Lymphatic Reconnection And Restoration Of Lymphatic Flow By Non-vascularized Lymph Node Transplantation: Real-time Fluorescence Imaging Using Indocyanine Green And Fluorescein Isothiocyanate-dextran
Taku Maeda, Sr., Toshihiko Hayashi, Sr., Kosuke Ishikawa, Sr., Emi Funayama, Sr., Yuhei Yamamoto, Sr..
Hokkaido University Hospital, Sapporo City, Japan.

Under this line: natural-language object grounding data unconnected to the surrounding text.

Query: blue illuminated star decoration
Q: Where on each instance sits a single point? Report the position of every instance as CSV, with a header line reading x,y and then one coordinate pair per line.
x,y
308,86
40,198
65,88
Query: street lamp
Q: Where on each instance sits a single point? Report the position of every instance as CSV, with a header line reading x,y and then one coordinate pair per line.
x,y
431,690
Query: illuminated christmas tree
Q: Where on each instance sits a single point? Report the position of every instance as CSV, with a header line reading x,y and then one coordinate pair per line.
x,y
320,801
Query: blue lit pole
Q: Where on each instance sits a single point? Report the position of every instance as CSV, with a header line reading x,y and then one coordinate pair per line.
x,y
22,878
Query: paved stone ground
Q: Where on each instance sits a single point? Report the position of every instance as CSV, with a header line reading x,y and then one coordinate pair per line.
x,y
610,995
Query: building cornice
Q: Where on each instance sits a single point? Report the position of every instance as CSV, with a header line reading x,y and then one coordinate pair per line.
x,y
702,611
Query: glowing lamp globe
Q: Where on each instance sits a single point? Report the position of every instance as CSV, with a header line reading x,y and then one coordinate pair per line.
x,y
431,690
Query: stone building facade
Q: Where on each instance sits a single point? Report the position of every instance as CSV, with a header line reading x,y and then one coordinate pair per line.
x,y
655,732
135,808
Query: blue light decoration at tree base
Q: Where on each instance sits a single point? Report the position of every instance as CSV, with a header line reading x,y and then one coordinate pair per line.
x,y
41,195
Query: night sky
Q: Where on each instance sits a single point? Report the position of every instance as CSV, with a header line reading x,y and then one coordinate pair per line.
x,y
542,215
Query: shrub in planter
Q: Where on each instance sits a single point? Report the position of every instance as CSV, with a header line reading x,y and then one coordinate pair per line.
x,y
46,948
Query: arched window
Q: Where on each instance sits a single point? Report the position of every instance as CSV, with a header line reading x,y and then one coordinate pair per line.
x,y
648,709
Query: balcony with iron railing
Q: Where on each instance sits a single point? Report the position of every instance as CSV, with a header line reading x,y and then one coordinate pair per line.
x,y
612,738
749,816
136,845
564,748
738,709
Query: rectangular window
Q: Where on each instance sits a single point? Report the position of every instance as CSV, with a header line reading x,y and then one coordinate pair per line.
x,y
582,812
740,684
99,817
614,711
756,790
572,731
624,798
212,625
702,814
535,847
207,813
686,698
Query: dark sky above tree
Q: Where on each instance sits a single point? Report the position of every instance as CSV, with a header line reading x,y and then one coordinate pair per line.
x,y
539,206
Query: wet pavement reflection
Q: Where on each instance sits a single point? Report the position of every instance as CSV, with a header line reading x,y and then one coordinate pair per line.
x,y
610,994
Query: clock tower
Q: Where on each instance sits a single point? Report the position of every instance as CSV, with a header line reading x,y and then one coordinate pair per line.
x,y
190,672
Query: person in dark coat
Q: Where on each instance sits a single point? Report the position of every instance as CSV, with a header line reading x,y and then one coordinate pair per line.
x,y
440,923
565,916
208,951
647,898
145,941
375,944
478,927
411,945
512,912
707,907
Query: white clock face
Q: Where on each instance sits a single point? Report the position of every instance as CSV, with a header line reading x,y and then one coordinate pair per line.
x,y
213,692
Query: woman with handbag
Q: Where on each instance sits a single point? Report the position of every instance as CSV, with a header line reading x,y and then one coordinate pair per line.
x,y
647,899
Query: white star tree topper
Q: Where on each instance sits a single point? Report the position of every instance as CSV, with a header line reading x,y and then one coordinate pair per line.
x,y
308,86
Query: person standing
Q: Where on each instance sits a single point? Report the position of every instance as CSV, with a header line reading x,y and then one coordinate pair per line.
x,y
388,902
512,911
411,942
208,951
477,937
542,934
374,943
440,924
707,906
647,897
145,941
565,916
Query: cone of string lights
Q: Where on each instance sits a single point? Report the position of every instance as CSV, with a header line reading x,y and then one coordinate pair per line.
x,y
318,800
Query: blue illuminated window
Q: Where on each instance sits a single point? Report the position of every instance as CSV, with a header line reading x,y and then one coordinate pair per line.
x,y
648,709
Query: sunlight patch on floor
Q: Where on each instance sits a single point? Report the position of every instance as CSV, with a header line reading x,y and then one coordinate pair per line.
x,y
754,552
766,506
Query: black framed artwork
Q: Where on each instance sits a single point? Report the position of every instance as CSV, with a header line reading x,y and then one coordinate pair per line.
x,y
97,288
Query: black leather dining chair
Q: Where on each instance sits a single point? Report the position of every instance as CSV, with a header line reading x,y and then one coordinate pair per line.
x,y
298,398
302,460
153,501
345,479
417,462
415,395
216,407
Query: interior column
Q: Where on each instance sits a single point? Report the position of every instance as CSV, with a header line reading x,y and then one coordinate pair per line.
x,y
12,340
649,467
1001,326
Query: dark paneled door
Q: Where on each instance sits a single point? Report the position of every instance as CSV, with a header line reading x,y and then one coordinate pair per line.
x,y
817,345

PURPOSE: Lymph node transplantation is being increasingly recognized as a method of reconstruction of the lymphatic system for the treatment of lymphedema. However, the mechanisms regulating the connections between the lymphatic vessels and the lymph nodes remain poorly understood. The objective of this study was to examine whether removal of a popliteal lymph node (PLN) could result in rerouting of lymph flow and whether a single transplanted nonvascularized lymph node could reconnect with a lymphatic vessel and restore lymph flow. METHODS: Thirty-six mice were allocated to undergo resection of a PLN alone (group 1) or a transplanted lymph node after resection of a PLN (group 2). Changes in lymph flow were observed using indocyanine green dye. The ability of the transplanted lymph node to reconnect with the lymphatic vessels was examined by fluorescein isothiocyanate (FITC)-dextran and immunohistochemical staining.
RESULTS: In group 1, the flow of lymph was redirected to an inguinal lymph node (ILN) in 8 of 18 mice and continued to drain to the PLN in 10 mice. In group 2, the lymph continued to drain normally after removal of the PLN, and was alsodirected to an ILN in two mice. FITC-dextran demonstrated continuity of the transplanted PLN and the lymphatic vessels compared with the normal PLN (Fig.1). Immunohistochemical staining showed that T cell and B cell populations in the transplanted lymph node were preserved. CONCLUSION: Lymphatic flow was rerouted after lymph node resection. A transplanted lymph node can be made viable with normal lymph flow by reconnecting the transplanted lymph node to a lymphatic vessel.